24 Mart 2025 Pazartesi

en büyük özür imkan varken düşünmeye direnmektir...

 





değer yargılarının hakikat olarak benimsenmesi, herkesin kendi doğruları ile diğerlerini yanlış kılmasının zorunlu nedenidir. ve artık diğerlerinin şahsına saldırı kaçınılmaz olandır.

insanlık tarihi, yalnızca uygarlıkların yükseliş ve çöküşlerinden değil, aynı zamanda "doğru" kabul edilenlerin zamanla nasıl içselleşip başkalarının "yanlış" olarak yargılanmasına sebep olduğunun da tarihidir. 

bu, sadece fikirlerin savaşı değil, fikirlerin insanları boğduğu, hayatları gasbettiği, toplulukların kendi değer sistemlerini evrensel sanarak diğerlerini ezdiği bir tarihtir. ve neredeyse tüm büyük trajedilerin ortak paydasıdır.

küçük kabilelerde bile ortak ahlaki değerler oluşur. bu değerler, grubun güvenliğini sağlamak için işlevseldir. fakat bir kabilenin "kutsalı", diğer bir kabilenin "günahı" olabilir. birinin göğe baktığı yerden diğerinin yere bakması yargı sebebi olur. antropologlar, tarih öncesi dönemlerde farklı ritüellere sahip toplulukların bir araya geldiklerinde sıkça şiddete başvurduklarını tespit etmiştir. neden? çünkü "bizim doğru bildiğimiz, onların yanlışıydı". yargılayan zihnin kibri zamanlar ötesi - evrensel!

antik mısır'da firavunun tanrı olduğuna inanılırdı (anlatı bu yönde). ona karşı gelmek sadece siyasi değil, kozmik bir suçtu. biri çıkıp da "firavun tanrı değildir" dediğinde sadece bir muhalif değil, evrenin düzenine tehdit olarak görülürdü. yani, bir "doğru" vardı ve bu doğru sorgulanamazdı. benzer şekilde, mezopotamya’da hammurabi yasalarıyla şekillenen hukuk düzeni, sınıfsal ayrımları kutsarken bu düzeni sorgulayan herkes düzen bozucu ilan edildi. çünkü sabitlenmiş değer yargıları bir defa yerleşti mi, bütün sorgulamalar sapkınlık halini alır.
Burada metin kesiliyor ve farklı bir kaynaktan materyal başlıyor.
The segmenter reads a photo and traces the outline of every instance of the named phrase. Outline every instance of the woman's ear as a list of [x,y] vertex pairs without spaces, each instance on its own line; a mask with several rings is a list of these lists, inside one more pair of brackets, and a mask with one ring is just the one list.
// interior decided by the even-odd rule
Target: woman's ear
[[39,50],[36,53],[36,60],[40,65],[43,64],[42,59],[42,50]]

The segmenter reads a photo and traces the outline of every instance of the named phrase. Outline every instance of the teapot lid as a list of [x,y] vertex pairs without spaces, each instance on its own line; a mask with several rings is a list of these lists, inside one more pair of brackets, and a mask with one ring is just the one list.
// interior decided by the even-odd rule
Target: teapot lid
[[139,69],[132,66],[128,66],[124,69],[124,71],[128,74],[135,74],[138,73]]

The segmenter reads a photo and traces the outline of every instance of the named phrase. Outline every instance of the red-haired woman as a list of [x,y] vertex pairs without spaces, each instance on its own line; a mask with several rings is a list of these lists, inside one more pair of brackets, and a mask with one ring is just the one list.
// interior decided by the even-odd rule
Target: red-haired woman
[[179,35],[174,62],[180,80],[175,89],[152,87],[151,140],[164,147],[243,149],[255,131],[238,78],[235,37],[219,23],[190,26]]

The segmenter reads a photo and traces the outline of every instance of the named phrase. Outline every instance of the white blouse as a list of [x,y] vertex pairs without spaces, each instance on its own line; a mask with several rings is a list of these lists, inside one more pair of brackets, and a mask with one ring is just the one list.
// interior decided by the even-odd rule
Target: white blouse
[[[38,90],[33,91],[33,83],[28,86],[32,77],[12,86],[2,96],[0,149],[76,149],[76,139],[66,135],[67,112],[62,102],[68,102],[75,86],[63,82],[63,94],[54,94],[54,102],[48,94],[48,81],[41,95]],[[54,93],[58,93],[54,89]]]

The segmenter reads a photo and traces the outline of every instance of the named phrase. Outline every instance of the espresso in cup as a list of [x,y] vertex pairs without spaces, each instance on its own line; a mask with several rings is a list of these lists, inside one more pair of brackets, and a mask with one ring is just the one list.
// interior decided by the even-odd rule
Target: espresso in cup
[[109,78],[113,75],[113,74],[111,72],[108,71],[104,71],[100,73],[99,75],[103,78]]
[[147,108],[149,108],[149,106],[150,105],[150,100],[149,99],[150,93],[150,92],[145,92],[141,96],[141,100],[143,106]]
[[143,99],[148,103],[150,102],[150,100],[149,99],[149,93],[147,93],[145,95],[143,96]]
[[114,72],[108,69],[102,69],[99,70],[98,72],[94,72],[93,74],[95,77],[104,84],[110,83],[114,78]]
antik yunan'ın demokrasi beşiği atina'da sokrates, gençleri baştan çıkarmakla ve tanrılara inanmamakla suçlandı. çünkü o, "doğru" sanılan şeyleri sorguluyordu. toplumun sabit değerlerine çomak sokuyordu. ve cezalandırıldı; zehir içirilerek öldürüldü. onun ölümü, "herkesin kendi doğrusuyla diğerini yanlış kılması" nın en çarpıcı örneklerinden biridir. sokrates'in "bildiğim bir şey varsa, o da hiçbir şey bilmediğimdir" sözü, kesin doğrulara inananlar için tehditti. oysa adam sadece sorular soruyordu yahu...

türk tarihinin erken dönemlerinde de değer yargılarının sabitleşmesiyle farklı düşünce, inanç ve yaşama biçimleri bastırılmıştır. mete han, büyük bir askeri deha olarak tüm boyları birleştirirken, birlik için çok sesliliğe yer vermedi. düzen adına, itaat etmeyen kabileler bastırıldı. timur, hem islamı savundu hem de islamı farklı yorumlayanları acımasızca yok etti. sivas!ta binlerce osmanlı askerini diri diri gömdü; çünkü onun "doğru" suna karşı bir duruştu onlarınki. 

anadolu'daki alevi-bektaşi inancı, zaman zaman bu değer çatışmalarının hedefi oldu. değer yargısı sabitlenince, tarih hep aynı kalemle yazıldı; farklılık ya sapkın sayıldı ya da ihanete eş tutuldu...

osmanlı çok uluslu ve çok inançlı bir yapıydı. görünürde farklı inançlara hoşgörü vardı ama bu hoşgörü, sınırlarla çevriliydi. sünni anlayış devletin resmi mezhebiydi. alevi-bektaşi topluluklar, safevi etkisi bahanesiyle defalarca kıyıma uğradı. yavuz sultan selim döneminde on binlerce alevi katledildi. 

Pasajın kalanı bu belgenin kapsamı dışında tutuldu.